Thus, Ruth, Lot's descendant, is also related to Boaz, not only through her late husband, Machlon (which is obvious), but also through both Naomi and her own long-ago ancestor, Lot--who, according to Bereshit 12:4-5, was Avram's brother Haran's son. Ruth's "return" to a land she's never seen to be part of a people she's not known--she married into a lone Jewish family living in exile in Moav. Nevertheless, Ruth's return is not only a "spiritual" return (although it is that too); it is also a return to the very people who first set out on the covenantal journey toward the One True God.
Ruth is not only "feeding" Naomi as a tikkun (to make up for) Moav's long-ago refusal to do so when we were wandering in the desert; Ruth is also repairing the rift between Lot and Abraham. She is surely worthy of becoming King David's great-grandmother.
And no, she is not prohibited to Boaz because she comes from Moav. The rabbis ruled that the prohibition only applies to male members of that nation, who were the ones to refuse bread and water to the Israelites proposing to go through their land on the way to the Jordan River, not to female members.

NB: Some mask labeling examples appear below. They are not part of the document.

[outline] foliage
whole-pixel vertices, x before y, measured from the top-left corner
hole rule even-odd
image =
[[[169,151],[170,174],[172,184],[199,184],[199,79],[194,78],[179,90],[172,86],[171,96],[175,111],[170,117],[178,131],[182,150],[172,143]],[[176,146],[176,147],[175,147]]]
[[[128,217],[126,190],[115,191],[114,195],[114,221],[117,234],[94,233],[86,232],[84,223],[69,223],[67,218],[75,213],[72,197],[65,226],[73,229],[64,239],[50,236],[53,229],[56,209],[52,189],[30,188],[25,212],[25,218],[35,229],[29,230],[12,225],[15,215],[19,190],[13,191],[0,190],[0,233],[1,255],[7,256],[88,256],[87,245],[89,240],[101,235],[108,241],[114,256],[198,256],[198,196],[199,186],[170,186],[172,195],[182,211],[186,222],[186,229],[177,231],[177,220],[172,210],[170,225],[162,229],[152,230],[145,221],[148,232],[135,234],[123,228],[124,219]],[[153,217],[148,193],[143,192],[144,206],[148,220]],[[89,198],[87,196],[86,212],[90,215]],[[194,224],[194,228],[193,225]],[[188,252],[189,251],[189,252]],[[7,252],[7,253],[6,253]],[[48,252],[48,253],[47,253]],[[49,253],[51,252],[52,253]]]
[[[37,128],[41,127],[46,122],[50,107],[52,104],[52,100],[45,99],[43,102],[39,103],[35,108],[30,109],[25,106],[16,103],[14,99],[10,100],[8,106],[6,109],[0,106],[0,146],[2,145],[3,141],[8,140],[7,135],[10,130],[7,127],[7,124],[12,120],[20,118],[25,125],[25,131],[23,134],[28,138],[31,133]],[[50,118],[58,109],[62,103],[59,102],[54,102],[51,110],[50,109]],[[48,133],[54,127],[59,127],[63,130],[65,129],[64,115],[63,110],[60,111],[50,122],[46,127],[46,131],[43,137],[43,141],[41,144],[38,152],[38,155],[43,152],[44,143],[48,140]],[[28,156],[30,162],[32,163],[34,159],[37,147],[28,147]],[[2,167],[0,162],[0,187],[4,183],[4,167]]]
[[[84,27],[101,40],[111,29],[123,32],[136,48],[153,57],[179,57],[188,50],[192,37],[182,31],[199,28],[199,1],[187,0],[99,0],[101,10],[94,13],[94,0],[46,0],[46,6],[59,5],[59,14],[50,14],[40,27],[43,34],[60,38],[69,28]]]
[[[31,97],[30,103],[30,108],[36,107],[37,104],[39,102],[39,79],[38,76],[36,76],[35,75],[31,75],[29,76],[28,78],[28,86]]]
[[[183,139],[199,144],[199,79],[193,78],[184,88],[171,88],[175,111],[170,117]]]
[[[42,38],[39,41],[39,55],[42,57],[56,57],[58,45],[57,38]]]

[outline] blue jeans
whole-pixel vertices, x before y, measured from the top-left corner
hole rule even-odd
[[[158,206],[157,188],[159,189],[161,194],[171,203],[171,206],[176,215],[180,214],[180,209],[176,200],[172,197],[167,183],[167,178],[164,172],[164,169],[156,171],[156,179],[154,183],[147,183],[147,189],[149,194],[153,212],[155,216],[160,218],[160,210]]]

As I was studying this brief and elegant Megillah, I had a heretical thought. I have always bitterly opposed the fact that father-daughter intimacy* is not mentioned as clearly forbidden in the Torah along with all the other tabooed sexual relationships. I still do--and yet: It has just occurred to me that had Lot's unnamed daughters not slept with their father there would have been no Moav, no Ruth, and no potential Messianic line coming our way courtesy of Ruth's extraordinary deeds.
Editor's note: *The prohibition is spelled out, it is negative commandment 336 in Maimonides. The Torah expressly prohibits relations with one's son's daughter and one's daughter's daughter, although they are more remotely related. It is therefore considered obvious that a daughter is prohibited and in any case, the issur is a derivation, gzeirah shava, from other prohibitions.
Author's note: I want to thank Fern Sidman for talking to me before Shavuot about this and of course, as ever, I thank my late chevrutah, Rivka Haut z"l, with whom I studied this Megillah, long, long ago.